No final da tarde do último dia de 2021, o sujeito resolveu passear com esposa e filhos, naquela parte da orla marítima de Fortaleza que é considerada "área nobre". Quando encostou o carro no portão de um estacionamento onde se acostumou a guardar o carro, sempre que ia correr num calçadão, pagando uma taxa única de 15 reais, independentemente do tempo transcorrido, o responsável pelo lugar veio lhe dizer: "Doutor, hoje vai ser 40 reais, até 7 da manhã". O sujeito engatou logo a ré, se despediu e voltou para casa com a turma e com o rabo entre as pernas, como se diz popularmente, arrependido de haver saído de casa e relembrando aquele famoso bordão de 2020: #fiqueemcasa.
A despeito do oportunismo de muitos comerciantes, em grandes feriados, principalmente nas festas de final da ano, que tentam se aproveitar de quem chega em busca de seus serviços, com os preços mais absurdos possíveis, como se os clientes fossem turistas estrangeiros, mesmo morando na mesma cidade, veja você que, devido ao recrudescimento dos casos de COVID-19 associados com outras síndromes respiratórias, que voltaram a abarrotar as salas de emergências dos hospitais públicos e privados de Fortaleza, tudo caminha para outro retrocesso nas reaberturas das vidas econômica, social e cultural, tal como aconteceu em 2020 e em 2021, culminando num possível novo lockdown. Neste ano, como no ano passado, não teremos novamente feriadão de Carnaval, pelo menos não no Estado do Ceará. Teremos novas restrições de público, em eventos sociais e culturais, quando acreditávamos erroneamente que, com as vacinas, tudo já estaria superado. Nós, brasileiros, ainda podemos nos considerar privilegiados. Nos Estados Unidos e em países da União Europeia, a COVID-19 voltou a crescer e assustar mais ainda.

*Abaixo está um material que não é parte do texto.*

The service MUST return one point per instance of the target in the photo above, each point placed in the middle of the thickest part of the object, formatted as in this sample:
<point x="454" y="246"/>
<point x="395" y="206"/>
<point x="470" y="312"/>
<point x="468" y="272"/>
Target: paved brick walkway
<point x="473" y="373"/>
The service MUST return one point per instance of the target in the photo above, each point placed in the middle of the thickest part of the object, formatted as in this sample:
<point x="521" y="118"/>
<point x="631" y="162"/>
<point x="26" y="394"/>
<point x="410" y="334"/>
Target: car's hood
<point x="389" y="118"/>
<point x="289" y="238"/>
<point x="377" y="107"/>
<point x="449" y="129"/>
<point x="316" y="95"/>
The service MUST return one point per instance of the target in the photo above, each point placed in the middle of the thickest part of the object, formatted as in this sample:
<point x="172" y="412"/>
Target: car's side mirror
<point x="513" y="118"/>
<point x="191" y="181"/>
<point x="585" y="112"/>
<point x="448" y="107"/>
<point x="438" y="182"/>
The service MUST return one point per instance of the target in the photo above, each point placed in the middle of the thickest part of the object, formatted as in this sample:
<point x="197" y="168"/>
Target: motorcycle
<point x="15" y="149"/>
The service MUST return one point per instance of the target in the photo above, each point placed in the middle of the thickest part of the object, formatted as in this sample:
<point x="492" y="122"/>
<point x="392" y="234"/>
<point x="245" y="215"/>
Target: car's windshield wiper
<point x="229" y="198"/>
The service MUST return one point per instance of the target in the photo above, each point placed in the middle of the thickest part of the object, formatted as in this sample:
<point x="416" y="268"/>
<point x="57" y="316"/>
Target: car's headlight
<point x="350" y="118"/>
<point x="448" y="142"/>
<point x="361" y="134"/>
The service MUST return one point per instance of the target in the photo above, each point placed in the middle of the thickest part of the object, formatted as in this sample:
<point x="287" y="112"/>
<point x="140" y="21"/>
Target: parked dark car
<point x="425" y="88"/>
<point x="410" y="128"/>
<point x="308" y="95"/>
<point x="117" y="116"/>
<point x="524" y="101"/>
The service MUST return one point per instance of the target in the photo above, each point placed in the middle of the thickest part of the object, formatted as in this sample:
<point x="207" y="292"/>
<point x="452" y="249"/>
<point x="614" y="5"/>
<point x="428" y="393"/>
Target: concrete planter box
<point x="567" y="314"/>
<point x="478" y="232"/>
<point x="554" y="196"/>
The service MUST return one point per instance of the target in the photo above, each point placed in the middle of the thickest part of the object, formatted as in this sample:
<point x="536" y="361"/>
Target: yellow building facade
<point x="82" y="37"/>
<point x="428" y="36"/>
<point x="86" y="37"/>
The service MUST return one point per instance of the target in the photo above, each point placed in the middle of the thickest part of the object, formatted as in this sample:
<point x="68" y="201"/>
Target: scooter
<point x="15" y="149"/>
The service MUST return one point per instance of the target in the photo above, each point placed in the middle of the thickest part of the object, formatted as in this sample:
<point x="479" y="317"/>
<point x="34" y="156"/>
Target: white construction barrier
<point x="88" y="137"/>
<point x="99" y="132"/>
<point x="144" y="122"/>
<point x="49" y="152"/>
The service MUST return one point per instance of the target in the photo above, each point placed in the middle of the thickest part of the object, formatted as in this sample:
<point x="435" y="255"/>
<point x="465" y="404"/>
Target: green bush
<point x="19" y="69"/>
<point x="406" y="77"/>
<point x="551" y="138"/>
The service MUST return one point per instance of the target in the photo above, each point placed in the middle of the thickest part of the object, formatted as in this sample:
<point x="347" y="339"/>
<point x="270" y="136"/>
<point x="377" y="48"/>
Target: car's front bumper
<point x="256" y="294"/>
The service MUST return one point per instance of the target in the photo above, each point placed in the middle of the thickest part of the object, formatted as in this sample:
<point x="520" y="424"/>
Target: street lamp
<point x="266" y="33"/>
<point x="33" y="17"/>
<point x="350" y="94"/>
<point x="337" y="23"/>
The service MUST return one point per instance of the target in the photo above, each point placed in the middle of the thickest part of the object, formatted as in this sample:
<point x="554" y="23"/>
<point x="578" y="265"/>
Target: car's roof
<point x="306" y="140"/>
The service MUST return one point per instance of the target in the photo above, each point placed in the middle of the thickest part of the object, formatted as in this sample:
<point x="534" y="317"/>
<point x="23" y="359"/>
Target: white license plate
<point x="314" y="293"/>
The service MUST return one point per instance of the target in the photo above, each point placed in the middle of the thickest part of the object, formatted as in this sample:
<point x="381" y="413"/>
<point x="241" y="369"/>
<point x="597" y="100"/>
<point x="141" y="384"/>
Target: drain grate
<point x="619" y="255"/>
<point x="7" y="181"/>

Pelo menos se espera que, se vierem mesmo as medidas de restrição para forçar as pessoas a saírem menos de suas casas, tudo isso nos propicie uma reflexão maior sobre o que é estar em casa e sobre o que está acontecendo nas nossas famílias. Independentemente da época do ano ser festiva ou não, você diz que não aguenta mais ficar em sua casa e que não aguenta mais o convívio com sua família, enquanto muitos gostariam de ter o que você não tem, principalmente quando se tem uma visão distorcida da realidade, que o leva a delegar as responsabilidades de sua vida, como a tomada de decisões, por exemplo, a terceiros. Ora você se comporta como se fosse um morcego ou como um vampiro, que não aguenta ver a luz do dia ou o raiar de um novo tempo, preferindo se recolher à insignificância de sua zona de conforto na escuridão. Ora você se comporta como um lobisomem, passando a maior parte dos dias bem, transitando tranquilamente no meio da sociedade, mas não pode ver a lua cheia, que já começa a perder o controle e o rumo, mas o principal desejo não se perde: a busca por uma colônia de férias ou por um orfanato. Ou seja, você paga, ou alguém paga por você, para que você acredite ter o direito de se deixar cair de costas ou de cabeça, em queda livre, como a se atirar numa piscina, e exigindo que alguém esteja posicionado para aparar a sua queda com as mãos, como naquela clássica passagem do Evangelho, quando Jesus Cristo foi tentado por seu maior rival, logo após os 40 dias de jejum e de oração num deserto, momento em que, teoricamente, Ele estaria mais fraco e suscetível. Então, o inimigo lhe propôs que Ele se jogasse do alto de um edifício, para que viessem anjos ampará-lo em Sua queda. Ao que Ele rebateu: "Não tentarás o Senhor teu Deus" (Mateus 4, 1-25).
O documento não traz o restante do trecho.